How to Write a College Essay about Sports

For much of America, sports rule people’s lives and pack their calendars. Whether it’s football, baseball, golf, horseback riding, freestyle skiing, or parkour, sports as an overarching category are this thing that fills a huge amount of our collective mental space. It makes sense, then, that you may be thinking about writing a college essay that intersects with the world of sports. And it’s not a bad impulse. Sports are a potent essay topic, and there’s so much you can draw on to lead to a stellar essay.

If you’re thinking about writing an essay about sports, send us an email. We help students unlock their best work to craft exceptional applications.

The assumption a lot of people make is that if you’re writing an essay about sports, you must be an athlete. It’s a fair assumption, and most of the students we work with who end up writing about sports are athletes…but not necessarily the type you may assume, as we’ll get into later. Writing an essay from the perspective of an athlete is an opportunity to show character, commitment, and teamwork in a setting that requires immense resilience. This is ideal fodder for a college essay.

But this isn’t the only scenario. You can also write about sports without ever playing a sport well, or at all. Writing about sports from the perspective of a fan offers narratives ripe with emotion, excitement, and community. The experience of being a sports fan, especially if you root for a particular team, is an emotional rollercoaster. We love this!

Either way, fan or athlete, there are so many stories to tell.

But what if you’re planning to compete in college?

If you are planning to play a sport in college, it may not be a great idea to write your college essay about that sport. If you’ve been recruited, or you have had your application flagged by a coach, the admissions officials know that you play this sport and that you are fairly exceptional at it. Writing about it doesn’t offer any new information about you. They want to see something new from you outside of the sport you’re intending to play. While it is possible to give them that new information from within the frame of your sport, it would be better to completely separate your essay from your athletics.  

If you aren’t going to play a sport in college

If your athletic career isn’t going to continue into college (in a formal way, at least), you need to be careful about how you write about sports. For example, if you lean too far into the idea of yourself as a “star athlete” or the leader on the team, the application readers may wonder why you aren’t playing in college and may even question the authenticity of your essay.  

To avoid this, your skill at the sport if you are writing as an athlete is really secondary to the bigger story.
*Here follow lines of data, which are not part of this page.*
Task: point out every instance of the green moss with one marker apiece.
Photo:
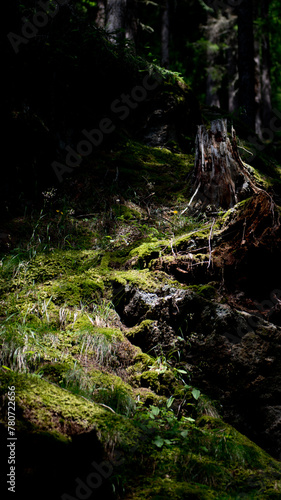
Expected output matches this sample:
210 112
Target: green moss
138 333
125 213
207 291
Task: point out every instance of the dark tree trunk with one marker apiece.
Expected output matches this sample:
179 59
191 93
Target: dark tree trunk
221 178
265 74
100 18
115 18
232 78
212 98
246 66
165 35
258 97
132 25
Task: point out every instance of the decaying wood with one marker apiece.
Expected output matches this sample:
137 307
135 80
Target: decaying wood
221 178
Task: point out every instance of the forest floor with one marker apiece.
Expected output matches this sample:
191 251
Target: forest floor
125 333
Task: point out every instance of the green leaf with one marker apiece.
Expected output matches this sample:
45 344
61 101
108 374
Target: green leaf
184 433
158 441
154 410
195 393
169 402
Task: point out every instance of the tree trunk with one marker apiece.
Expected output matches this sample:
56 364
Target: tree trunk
115 18
246 66
232 78
221 178
265 74
100 18
131 23
258 97
213 38
165 35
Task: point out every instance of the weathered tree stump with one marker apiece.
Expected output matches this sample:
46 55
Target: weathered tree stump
221 178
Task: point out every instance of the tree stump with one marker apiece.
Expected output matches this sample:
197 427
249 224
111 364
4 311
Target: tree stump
221 178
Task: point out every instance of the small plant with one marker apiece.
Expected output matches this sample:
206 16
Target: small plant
164 425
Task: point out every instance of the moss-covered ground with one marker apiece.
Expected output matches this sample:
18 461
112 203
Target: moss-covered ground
75 366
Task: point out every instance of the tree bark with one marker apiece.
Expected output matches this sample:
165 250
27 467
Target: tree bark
115 18
212 98
246 62
265 73
100 18
165 36
132 25
221 178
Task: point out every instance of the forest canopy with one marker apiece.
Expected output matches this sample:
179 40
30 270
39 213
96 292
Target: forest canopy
66 62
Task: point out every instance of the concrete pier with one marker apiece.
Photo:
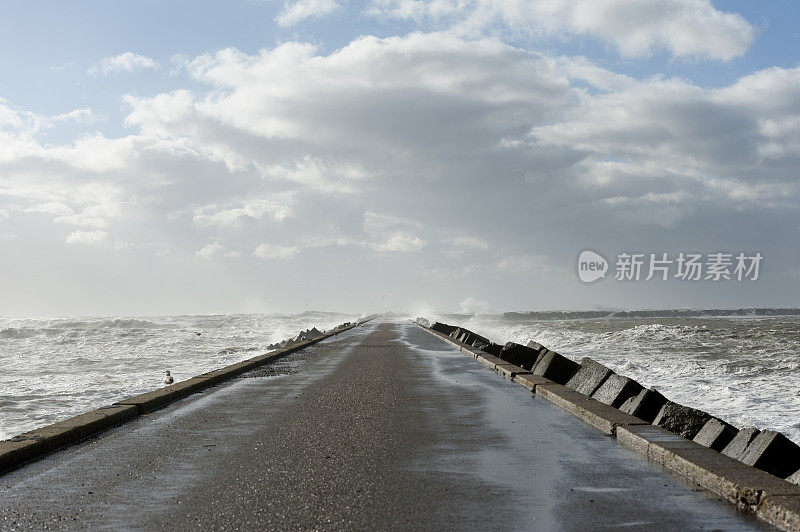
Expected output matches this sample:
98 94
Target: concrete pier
383 426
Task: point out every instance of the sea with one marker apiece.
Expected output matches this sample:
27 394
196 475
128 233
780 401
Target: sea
55 368
739 365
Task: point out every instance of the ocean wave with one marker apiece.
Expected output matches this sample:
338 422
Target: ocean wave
741 370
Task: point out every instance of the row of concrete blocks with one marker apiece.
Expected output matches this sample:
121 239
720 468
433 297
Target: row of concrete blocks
39 442
684 439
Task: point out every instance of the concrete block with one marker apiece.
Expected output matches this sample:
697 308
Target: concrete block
555 367
156 399
720 474
681 419
616 390
530 381
15 452
589 377
645 405
738 445
490 361
783 511
774 453
443 328
44 440
715 434
601 416
520 355
493 349
80 427
509 370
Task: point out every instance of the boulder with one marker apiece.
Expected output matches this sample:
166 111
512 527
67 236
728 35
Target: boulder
616 390
645 405
493 349
479 342
536 346
555 367
774 453
443 328
716 434
738 445
680 419
519 355
310 334
589 377
470 338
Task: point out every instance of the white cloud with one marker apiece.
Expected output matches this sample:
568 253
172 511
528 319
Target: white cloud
126 62
637 28
89 238
473 305
272 252
254 209
400 242
300 10
470 144
320 175
468 242
522 263
214 249
79 116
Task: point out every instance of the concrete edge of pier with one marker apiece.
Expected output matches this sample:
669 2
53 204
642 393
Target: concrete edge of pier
771 498
37 443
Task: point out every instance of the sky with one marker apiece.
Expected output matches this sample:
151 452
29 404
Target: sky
190 156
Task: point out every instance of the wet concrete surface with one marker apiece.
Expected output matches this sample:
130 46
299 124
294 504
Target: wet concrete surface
382 427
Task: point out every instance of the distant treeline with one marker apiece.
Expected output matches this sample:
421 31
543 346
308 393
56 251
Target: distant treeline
667 313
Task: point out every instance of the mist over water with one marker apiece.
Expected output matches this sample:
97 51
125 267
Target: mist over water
741 367
53 369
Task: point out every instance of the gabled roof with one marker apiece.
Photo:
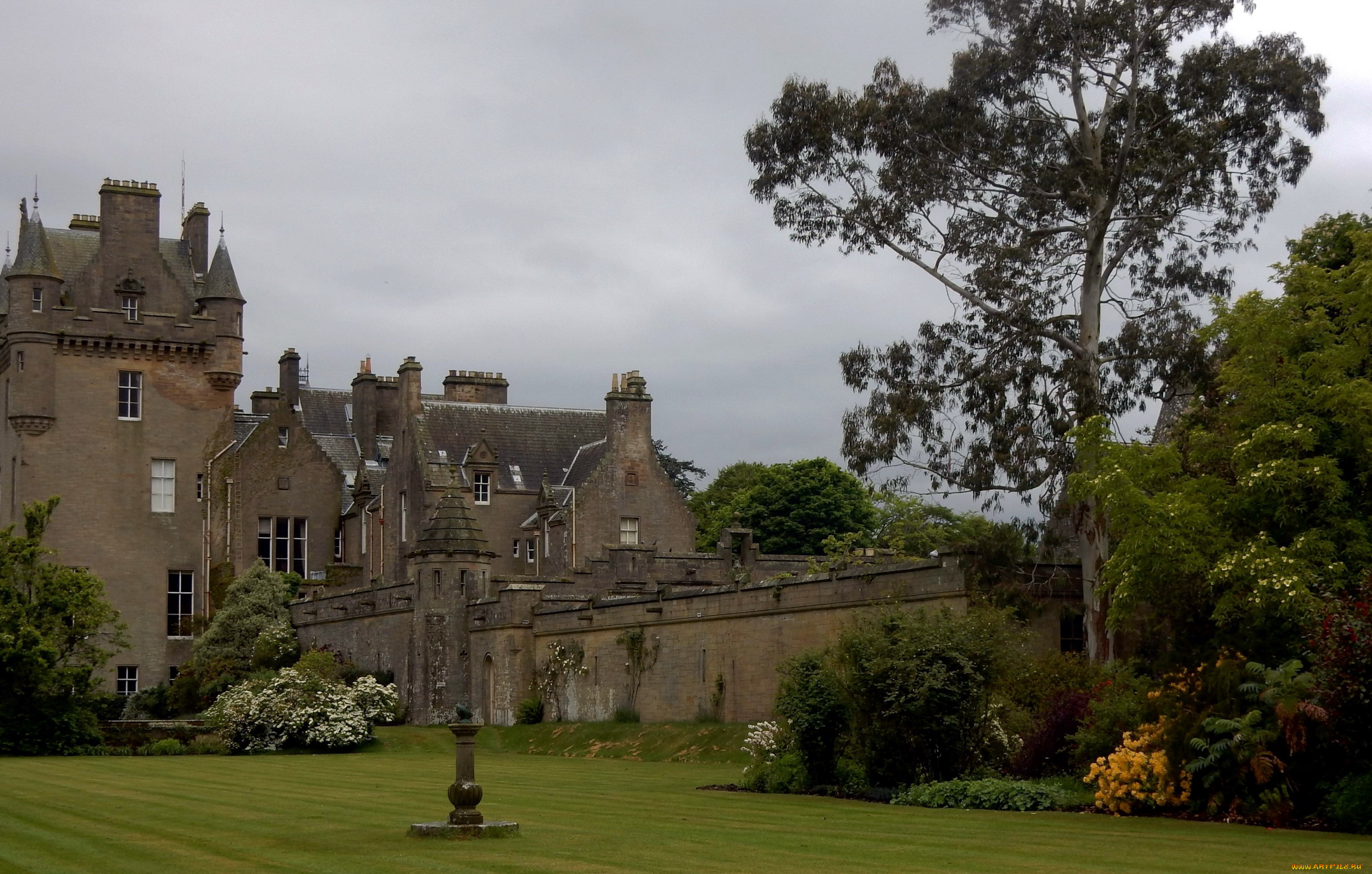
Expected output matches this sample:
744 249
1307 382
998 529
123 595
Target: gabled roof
243 427
535 439
326 410
582 466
You can be a mediocre athlete who has been mildly successful, and still write an outstanding essay that is centered on sports. By taking your success as an athlete in that sport out of the story and focusing instead on challenges and relationships, you make the sport a secondary aspect of the story that supports the narrative without dominating it.

Because this isn’t, at its core, about sports: it’s about something bigger than sports. It’s about you.

Athlete or Fan, the angle is the same

Whether you are writing as an athlete or a fan, you need to tell a story. Sports lends itself really well to this, which is awesome and makes your life easier. These are the core rules:

  • Focus on Yourself: This essay is about you, not sports, so you need to keep yourself at the center of it.

  • Pick a Story: The key to a great essay is having a beginning, middle, and end. This may sound obvious, but most college essays actually don’t have this structure — and that’s a problem. As you are brainstorming, you need to pick a story that is constrained in time and the smaller the better.

  • Lots of Detail: The secret to a powerful college essay is detail. This is why a smaller story is better. The smaller the story, the more room there is to put detail in.

Writing about sports can be a powerful way to convey key details about your personality and character to colleges. Just remember to keep the story simple, focus in close, and consider not writing about the sport you’re a star in if you’re planning to play in college.